LES RÉCITS DES ANCIENS
LA GUERRE D'INDOCHINE
CORRESPONDANCE DU LIEUTENANT TOURRET
LETTRES D'INDOCHINE
au Peloton de Vedettes Fluviales du 4ème Escadron du 1er R.E.C.
(8ème Partie)
SP 72050 [Dong Ha], le 25 Avril 1954
Le coin est assez remuant actuellement, et le travail ne manque pas pour nous ; tout le monde suit avec intérêt les travaux de la Conférence de Genève et l'opinion générale, ici, est que cela ne devrait plus tarder beaucoup avant une trêve ou un cessez-le-feu (opinion purement gratuite d'ailleurs).
Vous
me demandez des détails sur mes pirates... et Maman se scandalise
que je les recrute si jeunes ?... Fille, femme et mère d'officiers,
je ne pense pas qu'elle ait oublié qu'en 1943 - 1944 des gamins
de leur âge étaient au maquis ou franchissaient la frontière
espagnole pour rejoindre les Forces Françaises Libres ou l'Armée
d'Afrique... C'est LEUR guerre, leur Pays qui est en cause, en plus
de l'aspect "grand jeu" grisant du combat pour
des gamins de 17/18 ans ! Quand, à l'été 1944,
nous portions, mon cousin Paul Lebaudy et moi, des plis d'un maquis
à l'autre, cachés dans nos pompes à bicyclette,
quel âge avions-nous ? Quinze et seize ans, et ça nous
semblait normal, excitant même d'essayer de servir très
modestement notre Pays ; bien sûr, Maman ne l'a su qu'après
et Papa était en Déportation.
On pourrait paraphraser le poème : "je veux, dit l'enfant
vietnamien, je veux de la poudre et des balles"...
Mes jeunes pirates (je préférerais dire mes "bébés-tigres"

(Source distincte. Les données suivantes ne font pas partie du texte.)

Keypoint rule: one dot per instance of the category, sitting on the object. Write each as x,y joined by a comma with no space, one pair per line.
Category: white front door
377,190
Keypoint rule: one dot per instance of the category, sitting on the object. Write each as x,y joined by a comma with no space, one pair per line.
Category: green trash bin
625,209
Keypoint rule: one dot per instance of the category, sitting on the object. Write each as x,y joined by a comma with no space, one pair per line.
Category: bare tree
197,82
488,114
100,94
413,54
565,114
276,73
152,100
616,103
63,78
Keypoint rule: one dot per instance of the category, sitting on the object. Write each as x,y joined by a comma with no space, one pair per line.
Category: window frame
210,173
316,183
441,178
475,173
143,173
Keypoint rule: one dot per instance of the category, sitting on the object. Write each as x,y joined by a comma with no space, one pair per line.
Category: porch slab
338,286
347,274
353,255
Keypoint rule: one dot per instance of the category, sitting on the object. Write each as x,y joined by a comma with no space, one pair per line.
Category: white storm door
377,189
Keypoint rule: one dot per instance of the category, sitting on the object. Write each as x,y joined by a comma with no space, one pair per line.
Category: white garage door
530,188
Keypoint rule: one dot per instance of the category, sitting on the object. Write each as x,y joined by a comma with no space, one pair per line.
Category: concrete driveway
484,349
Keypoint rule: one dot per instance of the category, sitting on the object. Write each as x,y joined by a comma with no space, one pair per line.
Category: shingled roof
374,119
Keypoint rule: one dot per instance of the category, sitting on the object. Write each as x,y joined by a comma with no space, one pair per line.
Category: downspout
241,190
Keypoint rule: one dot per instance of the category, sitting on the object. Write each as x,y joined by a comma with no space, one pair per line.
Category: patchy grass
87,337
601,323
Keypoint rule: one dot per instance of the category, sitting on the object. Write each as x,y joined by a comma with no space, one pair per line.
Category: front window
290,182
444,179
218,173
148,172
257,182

mais ils n'aimeraient pas ça), c'est à la fois la bravoure
inconsciente et un peu folle du gamin, la gloire d'être pris
pour des grands par mes légionnaires ; c'est aussi la brutalité
(à maîtriser) du jeune petit coq qui à une arme
vis à vis des civils sans défense, et qui oublie qu'il
en faisait partie trois mois plus tôt ; c'est la stupeur devant
la blessure ou la mort du bon copain si en forme et rigolard dix minutes
avant... A ce moment-là, ils se regroupent autour du gradé
pour se rassurer, avec une interrogation humble et muette dans le
regard, presque craintivement. Quelle responsabilité pour le
chef ! Maintenant, ils sont au point et je peux leur faire toute confiance,
même si on n'est jamais assez prêt... Ils sont plus "durs"
et costauds que nous ne l'étions à leur âge, deviennent
adultes (trop tôt bien sûr mais, dans ce Pays, on n'a
pas le temps comme en France d'être adolescent : on travaille
dès l'enfance et le jeu n'existe pas quand on est sampanier).